• In the 3ds airport tutorial on the wiki, it mentions creating a chamfer around the runways/taxiways/apron. As I understand this, it is to blend the runway, etc. textures into the outside aerial texture via the vertex color (red->black). When I create this chamfer, it is created inside my runway box taking up runway real estate. Basically my runway won't really be 46m across because a blend will start happening on the edges. Is this correct and accepted? Another thing I noticed is that my runway has white decal lines on the very edges. This decal will cover the blend. I've attached a picture. So even if the runway blends into __outside, it will be obscured by the decal which doesn't blend. How do we handle this? Do I move my decals inside the chamfer or just leave them where they are? Do we somehow blend the decal as well?

    Randy

  • The chamfer is added to the outside of the runway not inside. Just follow your reference image to make your runway. The chamfer adds a blending outside of this.

    Once you add your vertex colors you should see solid red around the runway but then the red goes into black in your chamfer area. This is a blending transparency that will allow for the runway to look more natural.

    You should make adjustments to your vertex points if needed to get the apron/taxiway as close as you can to the runway but not over it as it may cause your aircraft to crash into it in-game.

    The decals can go anywhere over the groundpoly that you wish. Decals are solid but you can make them semi transparent if you would like. This can be useful with the skid marks on the runway or dirt/oil spots on the apron.

    Download and take a good look at my Florida Keys scenery package (free in the downloads section) , I made the tutorial building the Key West airport.
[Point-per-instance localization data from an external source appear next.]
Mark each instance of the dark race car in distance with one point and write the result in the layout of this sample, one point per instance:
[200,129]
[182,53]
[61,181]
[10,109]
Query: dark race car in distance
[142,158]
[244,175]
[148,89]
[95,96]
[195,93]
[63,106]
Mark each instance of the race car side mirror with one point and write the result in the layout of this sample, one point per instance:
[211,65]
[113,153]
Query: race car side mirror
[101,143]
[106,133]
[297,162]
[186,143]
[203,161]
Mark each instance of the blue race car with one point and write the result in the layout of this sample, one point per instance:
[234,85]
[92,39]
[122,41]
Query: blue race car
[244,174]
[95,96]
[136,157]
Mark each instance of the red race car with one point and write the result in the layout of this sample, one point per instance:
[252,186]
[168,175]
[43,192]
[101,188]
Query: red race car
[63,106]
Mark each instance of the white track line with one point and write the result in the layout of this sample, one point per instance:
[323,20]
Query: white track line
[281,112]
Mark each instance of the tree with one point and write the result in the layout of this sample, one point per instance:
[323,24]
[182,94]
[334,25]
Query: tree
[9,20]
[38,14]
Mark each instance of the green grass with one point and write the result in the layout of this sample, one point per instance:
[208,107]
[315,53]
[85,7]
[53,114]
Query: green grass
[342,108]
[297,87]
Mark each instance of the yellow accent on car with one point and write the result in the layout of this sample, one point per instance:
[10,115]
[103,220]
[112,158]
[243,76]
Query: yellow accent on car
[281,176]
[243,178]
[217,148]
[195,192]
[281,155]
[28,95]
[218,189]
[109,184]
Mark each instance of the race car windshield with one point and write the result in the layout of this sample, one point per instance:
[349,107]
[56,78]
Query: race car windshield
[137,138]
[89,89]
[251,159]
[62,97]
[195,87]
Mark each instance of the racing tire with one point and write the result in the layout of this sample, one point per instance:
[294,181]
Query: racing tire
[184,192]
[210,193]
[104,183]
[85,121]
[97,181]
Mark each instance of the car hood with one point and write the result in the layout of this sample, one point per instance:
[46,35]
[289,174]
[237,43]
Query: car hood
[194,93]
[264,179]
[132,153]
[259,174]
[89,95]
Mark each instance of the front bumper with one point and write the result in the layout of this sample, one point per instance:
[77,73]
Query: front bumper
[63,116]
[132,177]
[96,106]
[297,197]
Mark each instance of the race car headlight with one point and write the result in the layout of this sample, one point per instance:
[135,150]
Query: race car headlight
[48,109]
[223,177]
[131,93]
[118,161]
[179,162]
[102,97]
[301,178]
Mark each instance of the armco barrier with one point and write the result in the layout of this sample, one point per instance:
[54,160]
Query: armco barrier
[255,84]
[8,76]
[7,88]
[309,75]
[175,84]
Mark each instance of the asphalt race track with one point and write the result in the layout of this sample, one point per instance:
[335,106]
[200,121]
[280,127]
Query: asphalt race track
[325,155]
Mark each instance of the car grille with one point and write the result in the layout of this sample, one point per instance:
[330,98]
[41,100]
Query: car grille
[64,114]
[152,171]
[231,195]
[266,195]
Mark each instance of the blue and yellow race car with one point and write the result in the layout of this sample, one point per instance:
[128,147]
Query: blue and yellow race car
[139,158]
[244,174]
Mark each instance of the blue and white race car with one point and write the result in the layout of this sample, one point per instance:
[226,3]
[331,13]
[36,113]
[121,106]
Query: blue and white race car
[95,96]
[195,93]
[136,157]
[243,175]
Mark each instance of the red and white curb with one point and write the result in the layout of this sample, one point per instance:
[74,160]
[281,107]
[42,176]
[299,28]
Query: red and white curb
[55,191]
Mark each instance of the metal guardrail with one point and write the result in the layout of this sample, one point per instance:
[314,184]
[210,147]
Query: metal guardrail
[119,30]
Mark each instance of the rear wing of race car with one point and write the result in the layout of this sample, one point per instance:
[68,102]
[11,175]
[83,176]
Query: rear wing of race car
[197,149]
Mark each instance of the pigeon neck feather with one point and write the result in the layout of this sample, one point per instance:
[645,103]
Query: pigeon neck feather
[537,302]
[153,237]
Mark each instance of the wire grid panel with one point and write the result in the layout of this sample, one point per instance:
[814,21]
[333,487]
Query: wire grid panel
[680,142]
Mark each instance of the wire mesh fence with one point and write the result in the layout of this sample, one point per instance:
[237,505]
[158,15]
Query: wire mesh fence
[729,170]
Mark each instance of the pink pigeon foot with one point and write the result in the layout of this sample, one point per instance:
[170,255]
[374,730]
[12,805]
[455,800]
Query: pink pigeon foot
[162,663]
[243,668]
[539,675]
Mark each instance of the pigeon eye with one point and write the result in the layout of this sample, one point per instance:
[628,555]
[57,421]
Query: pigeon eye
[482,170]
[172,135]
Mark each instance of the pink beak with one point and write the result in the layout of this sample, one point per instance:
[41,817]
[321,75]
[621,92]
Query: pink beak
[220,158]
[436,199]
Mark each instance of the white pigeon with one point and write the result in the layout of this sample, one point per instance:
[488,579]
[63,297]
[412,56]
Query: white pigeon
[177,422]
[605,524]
    IPACS Development Team Member

    I'm just a cook, I don't own the restaurant.
    On behalf of Torsten, Marc, and the rest of the IPACS team, we would all like to thank you for your continued support.

    Regards,

    Jeff

  • Thanks Jeff,

    Ah, my mistake was I converted the runway rectangle to an editable poly and tried to do the chamfer on that. Following the tutorial, you're suppose to attach the runway rectangle to the outside, quadify it, select the border, cap it, and then chamfer the border. This does produce a chamfer that goes outward from the rectangle, but it also pushes inward. I've attached images of a chamfer value of 1.0 and 6.0 to show this. You can see that the 6.0 value has a much smaller rectangle for the runway. I guess maybe the 1.0 value isn't much of a loss of real estate. Have I done something wrong to produce this result? Is it really suppose to only go outward? I guess when it comes down to it, all that is really needed is a small 1m boarder with which to blend. Whether it's done with chamfer or some other way doesn't really matter I guess.